Les filles qui dansent au Carême déchaînent une véritable Apocalypse, elles attirent la punition divine. Le bûcher du mannequin carnavalesque, acte présent dans tous les carnavals et classé comme “ burlesque ”, semble avoir des conséquences cosmiques et présente une forte connotation religieuse. Un exemple emprunté à Magrit Gari, la paysanne hongroise dont l'autobiographie est publiée chez “ Terre Humaine ”, sous le titre Le vinaigre et le fiel, montre le cas d'un bûcher ordonné par le prêtre lui-même. Au début de notre siècle, dans un village hongrois (Mezokôvesd), le curé ordonne de déposer devant l'église toutes les “ brillantes ”, ces dentelles dorées et ces rubans colorés que les jeunes hongroises cousaient au bas de leurs tabliers et sur leurs jupes. Les jeunes filles doivent abandonner leurs fioritures colorées car l'accès à l'église est désormais interdit à toutes celles qui se présentent avec des vêtements ornés de brillantes. Cet abandon, ritualisé dans une procession pénitentielle et un bûcher, est vécu comme une véritable mort. Ecoutons Magrit Gari :

“ Ce fut pire qu'un enterrement quand le samedi, après le salut, nous dûmes porter des corbeilles emplies de toutes ces merveilles sur le parvis de l'église, dans la poussière grise de la cour.

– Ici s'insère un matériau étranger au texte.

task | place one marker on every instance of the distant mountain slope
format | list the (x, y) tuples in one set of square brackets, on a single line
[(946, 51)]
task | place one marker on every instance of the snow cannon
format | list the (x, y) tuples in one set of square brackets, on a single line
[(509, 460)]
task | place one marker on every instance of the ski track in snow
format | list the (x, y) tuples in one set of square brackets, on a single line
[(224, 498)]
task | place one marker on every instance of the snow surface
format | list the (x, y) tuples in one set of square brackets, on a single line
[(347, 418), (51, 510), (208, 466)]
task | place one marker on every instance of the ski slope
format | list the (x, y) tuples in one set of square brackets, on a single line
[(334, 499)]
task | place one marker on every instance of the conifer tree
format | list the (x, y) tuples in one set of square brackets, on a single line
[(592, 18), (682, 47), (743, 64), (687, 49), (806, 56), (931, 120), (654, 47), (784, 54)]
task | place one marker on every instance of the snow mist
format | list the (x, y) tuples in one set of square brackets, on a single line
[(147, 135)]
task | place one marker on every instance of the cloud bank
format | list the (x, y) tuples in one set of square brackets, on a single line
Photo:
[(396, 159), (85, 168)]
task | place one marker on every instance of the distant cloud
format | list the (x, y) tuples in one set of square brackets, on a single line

Une centaine de filles dépourvues de toute parure partirent en procession avec ces corbeilles. Seule la croix oscillait en tête de ce long cortège... C'était là vraiment une marche de pénitents... Oui, vraiment, on aurait pu croire qu'il s'agissait d'un convoi funèbre... Quand les brillantes eurent été consommées par le feu... nous pûmes rentrer chez nous en paix. ”

On peut établir un parallèle entre ces brillantes réduites en poussière dans le village hongrois et les parures festives dont les jeunes resiane doivent se débarrasser pour pouvoir être à nouveau accueillies au sein de l'église. Le prêtre du village les y attend le jour du Carême pour leur donner les cendres et convertir ainsi ces filles “ folles ”en de “ bonnes chrétiennes ”. Cette conversion, qui s'opère sur les jeunes filles, semble devoir être renouvelée à chaque nouvelle année, comme elles le suggèrent lorsqu'elles disent :

“ Quand on finissait le carnaval, respect absolu ! Via Crucis, prières, confession, demander pardon après qu'on a... parce qu'on avait rien fait de mal, et pourtant, il nous semblait toujours avoir fait une faute en faisant le carnaval. Mais un autre carnaval arrivait et c'était la même chose... ”

Si on avait encore des doutes sur l'équivalence sémantique du rite burlesque et du rite religieux, le geste par lequel les hommes mettent fin au carnaval nous convaincra. Que font-ils avec les cendres du bûcher carnavalesque ? Ils barbouillent les filles à la sortie de l'église : “ C'était la purification qu'ils faisaient des péchés de carnaval ! ”commente une femme. Mais souiller de cendre les jeunes filles, faire d'elles des Cendrillons, n'est-ce pas aussi une manière de les renvoyer dans leurs foyers, aux travaux ménagers qui salissent ? Une fois la fête finie, c'est là qu'on les retrouve, auprès des cendres de l'âtre, habillées avec les vêtements ternes de tous les jours. Elles y rejoignent les autres femmes qui, depuis qu'elles se sont mariées, ne sortent plus au carnaval. Les propos des femmes mariées font, en effet, écho à ceux des jeunes filles le jour du carême. Elles disent :

“ J'ai beaucoup dansé dans ma vie, mais après, j'ai connu mon mari, et lui il n'aimait pas danser. Quand je me suis mariée, alors, je n'y allais plus, non. J'avais bien d'autres choses à faire. ” Ou : “ Après, quand on s'est marié, il y avait le travail, il y avait la misère, et on n'allait plus du tout “. Ou encore : “ Mariée, j'allais regarder le carnaval si j'avais un peu de temps... parce qu'il fallait que je m'occupe des enfants… ”.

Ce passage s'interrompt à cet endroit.